Motor Neuron Disease (MND)

Introduction

• MND never causes sensory problems

• ALS – Amyotropic lateral sclerosis 75% of cases of MND–this is the most common form of MND, and produces both UMN and LMN signs.
  • Both UMN and UMN signs can be present in the same muscle! – e.g. a wasted, fasciculating (LMN signs) muscle with hypereflexia (UMN sign)
  • Typically ALS consists of a progress weakness and wasting of the limbs
• PBP – progressive bulbar palsy – 25% of cases of MND – presents as problems with speech and swallowing. Many patients may have bulbar and pseduobulbar signs.
• PMA – Progressive Muscular Atrophy –typically only affects the LMN’s of the upper limbs
• SMA – Spinal muscular Atrophy – characterised by wasting and weakness of muscles.

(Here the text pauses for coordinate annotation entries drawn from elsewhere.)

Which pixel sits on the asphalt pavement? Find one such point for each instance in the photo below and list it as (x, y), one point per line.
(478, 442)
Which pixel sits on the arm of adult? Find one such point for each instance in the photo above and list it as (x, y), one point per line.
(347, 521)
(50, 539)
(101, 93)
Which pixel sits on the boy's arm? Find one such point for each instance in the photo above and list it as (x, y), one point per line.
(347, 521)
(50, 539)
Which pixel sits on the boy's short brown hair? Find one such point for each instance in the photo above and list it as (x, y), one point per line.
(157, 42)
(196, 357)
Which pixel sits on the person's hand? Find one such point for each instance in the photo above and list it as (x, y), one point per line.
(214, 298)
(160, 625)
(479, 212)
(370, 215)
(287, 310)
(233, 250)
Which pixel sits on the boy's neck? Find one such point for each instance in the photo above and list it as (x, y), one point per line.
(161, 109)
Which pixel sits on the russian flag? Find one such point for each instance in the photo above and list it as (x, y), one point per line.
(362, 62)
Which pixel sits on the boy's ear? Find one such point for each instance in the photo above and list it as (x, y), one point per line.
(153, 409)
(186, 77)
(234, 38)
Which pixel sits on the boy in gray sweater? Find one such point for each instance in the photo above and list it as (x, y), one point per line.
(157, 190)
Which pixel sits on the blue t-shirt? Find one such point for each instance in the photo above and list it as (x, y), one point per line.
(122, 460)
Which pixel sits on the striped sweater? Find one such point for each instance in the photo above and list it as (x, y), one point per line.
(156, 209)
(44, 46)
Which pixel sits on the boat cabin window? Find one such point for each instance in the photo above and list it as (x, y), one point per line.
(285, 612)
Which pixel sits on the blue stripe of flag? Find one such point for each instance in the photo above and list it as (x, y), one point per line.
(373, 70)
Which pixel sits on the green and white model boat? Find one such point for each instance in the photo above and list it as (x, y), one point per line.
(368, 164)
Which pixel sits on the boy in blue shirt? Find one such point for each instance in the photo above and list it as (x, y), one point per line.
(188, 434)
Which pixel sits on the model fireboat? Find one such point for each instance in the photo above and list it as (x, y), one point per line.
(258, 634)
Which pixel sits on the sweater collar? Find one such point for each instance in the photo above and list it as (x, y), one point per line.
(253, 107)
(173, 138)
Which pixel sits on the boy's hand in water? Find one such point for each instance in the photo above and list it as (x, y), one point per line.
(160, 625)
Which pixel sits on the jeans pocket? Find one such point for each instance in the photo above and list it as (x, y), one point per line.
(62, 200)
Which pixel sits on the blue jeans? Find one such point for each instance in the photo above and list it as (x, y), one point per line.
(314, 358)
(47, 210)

• In many patients, as the disease progresses features of several of the different subtypes will be present in a single individual.

Epidemiology

• Incidence of 2 per 100 000
• Slight male predominance
• Usually middle aged onset (ALS)
  • PBP tends to present later, and may be slightly more prevalent in women
• 5 year survival – from the time of first diagnosis is <10%.

Aetiology

Ageing – premature ageing of some motor cells can damage and destroy these cells. This puts extra pressure on the surviving cells to perform the original functions, and the increased metabolic processes, may damage the remaining cells.
Viral infection – not much evidence for this
Chemicals – some metals (lead, celenium, mercury and manganses) have been suggested, but nothing has yet been proven
Biochemisty – possible chronic calcium deficiency plays a role – there is an association with hyperparathyroidism.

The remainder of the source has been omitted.